27 In the proceedings before the Registrar the plaintiff contended that it should have its costs up until at least 9 June 2021. One of the bases on which the defendant opposed a costs order was that it contended that the plaintiff was on notice of the breakdown of the relationship between Mr Caldow and the accountant from about 23 March 2021, the date of a letter sent from the defendant's solicitors to the plaintiff's solicitors, in which Mr Bilic hypothesised that the defendant's accountant had not drawn details pertaining to the financial position of the defendant to Mr Caldow's attention. However, in his affidavit of 27 April 2021, while Mr Bilic said that he was expressly instructed that the defendant had not received the statutory demand he also said, as a matter of candour, that the affidavit had been prepared in urgent circumstances and that his investigation into receipt of the demand was ongoing. The first direct evidence from Mr Caldow on the point was in his affidavit of 2 June 2021, which was supplemented by his affidavit of 9 June 2021. On 9 June 2021, the matter could not proceed due to the late service of the further Caldow affidavit. The defendant's counsel acknowledged that the defendant "may have some responsibility for any costs thrown away" on 9 June 2021. The Registrar ordered that the costs of 9 June 2021 be the plaintiff's costs in the cause.
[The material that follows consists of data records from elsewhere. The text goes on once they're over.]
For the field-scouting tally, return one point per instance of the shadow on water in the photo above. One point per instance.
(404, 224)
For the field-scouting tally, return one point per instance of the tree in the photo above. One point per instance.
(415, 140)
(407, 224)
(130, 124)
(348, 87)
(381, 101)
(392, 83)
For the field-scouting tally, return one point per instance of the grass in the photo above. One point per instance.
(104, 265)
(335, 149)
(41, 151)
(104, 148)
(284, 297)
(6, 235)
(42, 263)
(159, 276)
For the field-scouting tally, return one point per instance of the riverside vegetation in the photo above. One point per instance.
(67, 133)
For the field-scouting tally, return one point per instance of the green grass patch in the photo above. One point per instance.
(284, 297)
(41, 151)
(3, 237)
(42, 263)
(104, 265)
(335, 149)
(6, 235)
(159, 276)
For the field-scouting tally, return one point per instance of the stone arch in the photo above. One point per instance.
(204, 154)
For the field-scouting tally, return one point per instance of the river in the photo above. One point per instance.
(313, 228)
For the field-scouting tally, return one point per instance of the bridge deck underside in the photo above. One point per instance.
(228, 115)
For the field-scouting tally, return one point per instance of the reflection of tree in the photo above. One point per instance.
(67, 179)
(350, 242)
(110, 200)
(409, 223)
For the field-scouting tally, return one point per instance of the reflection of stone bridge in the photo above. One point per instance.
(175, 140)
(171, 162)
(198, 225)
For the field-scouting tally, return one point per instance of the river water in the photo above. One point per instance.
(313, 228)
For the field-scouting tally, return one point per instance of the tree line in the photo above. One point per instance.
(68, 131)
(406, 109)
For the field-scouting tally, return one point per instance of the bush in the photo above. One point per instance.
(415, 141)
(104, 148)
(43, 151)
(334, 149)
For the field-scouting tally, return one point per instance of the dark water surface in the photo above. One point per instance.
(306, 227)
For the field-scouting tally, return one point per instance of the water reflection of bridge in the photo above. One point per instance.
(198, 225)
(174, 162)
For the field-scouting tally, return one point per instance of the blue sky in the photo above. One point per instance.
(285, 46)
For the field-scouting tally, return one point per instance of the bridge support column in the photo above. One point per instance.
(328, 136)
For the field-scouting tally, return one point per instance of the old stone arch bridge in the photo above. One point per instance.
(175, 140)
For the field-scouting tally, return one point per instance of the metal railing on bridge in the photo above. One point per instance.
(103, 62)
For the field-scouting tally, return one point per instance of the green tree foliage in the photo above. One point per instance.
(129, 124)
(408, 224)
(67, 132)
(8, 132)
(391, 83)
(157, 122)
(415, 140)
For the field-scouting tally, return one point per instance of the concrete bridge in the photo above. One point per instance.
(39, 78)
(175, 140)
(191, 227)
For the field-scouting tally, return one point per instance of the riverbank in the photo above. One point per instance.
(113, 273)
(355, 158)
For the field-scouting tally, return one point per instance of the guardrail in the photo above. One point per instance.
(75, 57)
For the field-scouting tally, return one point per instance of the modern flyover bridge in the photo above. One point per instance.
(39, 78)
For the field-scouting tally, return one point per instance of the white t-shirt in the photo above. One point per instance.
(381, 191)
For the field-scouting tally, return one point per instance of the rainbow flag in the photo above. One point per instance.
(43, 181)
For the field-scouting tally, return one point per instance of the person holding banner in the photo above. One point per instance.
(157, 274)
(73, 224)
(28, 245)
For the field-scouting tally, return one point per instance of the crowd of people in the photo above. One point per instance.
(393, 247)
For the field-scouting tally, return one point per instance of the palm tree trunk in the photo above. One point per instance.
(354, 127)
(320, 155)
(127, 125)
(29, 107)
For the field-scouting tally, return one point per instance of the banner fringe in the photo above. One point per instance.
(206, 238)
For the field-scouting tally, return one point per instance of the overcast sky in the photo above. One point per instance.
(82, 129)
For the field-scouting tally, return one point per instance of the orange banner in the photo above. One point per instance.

28 Based on my review of the transcripts of the listings before the Registrar, the affidavits of Mr Bilac and Mr Caldow and the solicitors' affidavits in the present application, I am satisfied that the appropriate order is for the defendant to pay the plaintiff's costs of the proceedings.
29 Finally, I turn to the question of whether I should make a lump sum costs order. The procedure for determining the quantum of costs for a party successful at a final hearing should not be delayed and should be as inexpensive and efficient as possible. The Court's preference is to avoid, where possible, the making of costs orders that lead to potentially expensive and lengthy taxation of costs hearings through the use, inter alia, of lump-sum costs orders: GPN-Costs, 3.1 - 3.3.
30 In this case, I am satisfied that a lump sum costs order is appropriate. Applying the same methodology as the Registrar, which appears to me to be appropriate, I will increase the amount payable by the defendant to the plaintiff from $8,000 to $12,000 to allow for an additional $2,000 for the appearance of counsel on the 2 and 9 June 2021 and $2,000 for the plaintiff's costs incurred on this review application.
I certify that the preceding thirty (30) numbered paragraphs are a true copy of the Reasons for Judgment of the Honourable Justice Cheeseman.